Circus Time > Mimo’s Dixie Band
Os Mimo’s sobem ao palco com a sua mais recente produção, fruto da aliança entre o gesto mímico, as artes circenses, a comédia e o jazz dixieland dos anos 20. Circus Time tem a sofisticação do palco, o ambiente do cabaret e a interação da rua, onde cresceram como coletivo. Este é um espetáculo circense de fusão músico-teatral, em que a relação entre o gesto e o som consegue tudo dizer, sem se ouvir uma única palavra. Um projeto a seguir avidamente.

Excalibow! > Bowjangles (Reino Unido)
Quando, há dois anos, este quarteto de cordas britânico se apresentou pela primeira vez em Águeda, o público ficou de queixo caído. Os Bowjangles conseguem fazer de tudo, brilhantemente, enquanto tocam. Cantam, dançam e saltam de forma intrépida sem perder, nem um pouco, a fluidez musical.
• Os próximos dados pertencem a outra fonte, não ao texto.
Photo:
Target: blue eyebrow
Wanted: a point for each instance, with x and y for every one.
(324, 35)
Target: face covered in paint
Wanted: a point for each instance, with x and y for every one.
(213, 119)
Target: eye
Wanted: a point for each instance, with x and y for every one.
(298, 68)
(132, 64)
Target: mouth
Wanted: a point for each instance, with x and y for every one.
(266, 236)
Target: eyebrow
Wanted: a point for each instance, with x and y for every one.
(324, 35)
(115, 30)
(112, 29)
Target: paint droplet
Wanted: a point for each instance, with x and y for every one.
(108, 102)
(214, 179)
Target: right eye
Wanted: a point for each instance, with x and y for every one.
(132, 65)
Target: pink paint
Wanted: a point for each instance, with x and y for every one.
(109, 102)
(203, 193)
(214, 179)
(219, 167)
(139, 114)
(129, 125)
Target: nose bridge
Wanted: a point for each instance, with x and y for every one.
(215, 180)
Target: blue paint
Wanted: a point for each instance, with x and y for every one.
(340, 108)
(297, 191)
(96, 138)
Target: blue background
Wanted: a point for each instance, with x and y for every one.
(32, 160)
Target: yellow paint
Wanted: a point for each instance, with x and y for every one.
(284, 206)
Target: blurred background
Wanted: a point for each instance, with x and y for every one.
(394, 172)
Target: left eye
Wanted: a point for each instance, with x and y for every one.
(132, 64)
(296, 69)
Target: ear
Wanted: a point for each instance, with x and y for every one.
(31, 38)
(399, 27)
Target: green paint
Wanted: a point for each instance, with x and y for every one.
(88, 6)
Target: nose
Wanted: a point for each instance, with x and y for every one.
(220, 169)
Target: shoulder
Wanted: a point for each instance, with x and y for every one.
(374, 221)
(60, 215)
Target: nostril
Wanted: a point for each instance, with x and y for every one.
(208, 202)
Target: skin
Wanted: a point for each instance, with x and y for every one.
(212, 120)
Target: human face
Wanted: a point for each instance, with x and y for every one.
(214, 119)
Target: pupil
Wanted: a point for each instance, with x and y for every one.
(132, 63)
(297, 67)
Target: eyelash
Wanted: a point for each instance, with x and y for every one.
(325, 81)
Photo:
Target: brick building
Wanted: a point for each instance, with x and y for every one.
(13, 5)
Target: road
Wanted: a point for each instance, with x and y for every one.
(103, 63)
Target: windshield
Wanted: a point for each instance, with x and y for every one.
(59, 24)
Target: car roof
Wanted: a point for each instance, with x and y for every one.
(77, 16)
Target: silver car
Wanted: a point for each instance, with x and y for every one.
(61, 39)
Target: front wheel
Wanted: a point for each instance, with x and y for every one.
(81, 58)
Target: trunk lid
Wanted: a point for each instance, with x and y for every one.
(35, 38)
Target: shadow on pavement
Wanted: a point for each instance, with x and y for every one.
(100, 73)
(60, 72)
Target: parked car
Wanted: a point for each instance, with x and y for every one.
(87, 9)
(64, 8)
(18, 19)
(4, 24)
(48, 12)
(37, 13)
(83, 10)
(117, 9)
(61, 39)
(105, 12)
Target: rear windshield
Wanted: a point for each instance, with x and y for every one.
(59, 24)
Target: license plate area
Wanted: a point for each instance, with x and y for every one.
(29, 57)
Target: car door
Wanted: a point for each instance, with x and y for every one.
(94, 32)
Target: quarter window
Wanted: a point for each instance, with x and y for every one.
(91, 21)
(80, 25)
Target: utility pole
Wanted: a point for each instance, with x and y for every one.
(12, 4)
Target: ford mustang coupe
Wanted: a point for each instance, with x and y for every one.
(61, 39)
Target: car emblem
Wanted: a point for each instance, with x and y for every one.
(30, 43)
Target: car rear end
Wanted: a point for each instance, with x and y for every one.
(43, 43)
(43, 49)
O novo espetáculo “Excalibow!” invoca mitos e lendas em busca de uma relíquia preciosa, quiçá escondida na caixa do violoncelo. Sob a égide de um arco de violino, qual espada mágica lendária, desfilam monstros, deuses antigos e personagens de pura fantasia numa performance de vertigem inigualável. Bowjangles é, mais uma vez, música a transbordar comédia em todos os sons.

Tour Vacanal > De Vacas (Galiza – Espanha)
É comum ouvir os galegos, rindo de si próprios, dizer que falam a língua das vacas. As magníficas vozes femininas apresentam êxitos pop universais cantados em galego. Riem e cantam, encenam verdadeiras transgressões aos bons modos, com um prazer quase juvenil. São artistas dispostas a avacalhar. O guitarrista, súbdito fiel da extravagância das cantoras, sofre competentemente. Corações ao alto, que a estreia em Portugal de “De Vacas” vai ser puro deleite.

 

13 OUTUBRO > 21H45
Acrolele > Barada Street (Inglaterra / Quirguistão)
Um idiota desengonçado e o seu colega musculado, cada qual com o seu ukulele, criam um universo hilariante de acrobacias, música ao vivo e idiotice insolente. Este premiado duo transnacional torna-se íntimo do seu público às primeiras interações, que tem que lutar para controlar o riso. Delicioso espetáculo de musicomédia. Hábeis e ousados, estes dois viajam por todo o mundo e chegam agora ao palco certo, o do Festival O Gesto Orelhudo!

BPM > Cie Poc (França)
Este é um concerto invulgar, uma sofisticação do nosso tempo. A sigla BPM - batimentos por minuto - refere-se a velocidade rítmica, seja a pulsação do coração ou de um andamento musical. Os três artistas desta premiada companhia francesa transformam objetos e os seus corpos em instrumentos, ao ritmo das bolas e dos seus ressaltos. Uma performance de trajetórias sonoras e, num permanente pulsar interior, o silêncio, cujas vibrações fazem ver a música e ouvir o movimento. Depois deste espetáculo, será impossível ver a arte do malabarismo da mesma maneira. Um espetáculo visual, sem palavras, uma obra-prima de malabarismo síncrono com música ao vivo.

Bailarico dos Orientes > Trio Alcatifa
Sonoridade dos desertos e dos orientes, numa versão musical moderna dos lendários tapetes voadores, trazendo um rasto quente de areia misturado com a brisa fresca dos sopros. A música do Trio Alcatifa faz lembrar os encantadores de serpentes, convidando o corpo ao movimento ondulado, com cheirinho a bailarico, sendo difícil não levantar voo com eles. Uma festarola dos orientes para a desbunda final do 17º Festival “O Gesto Orelhudo”!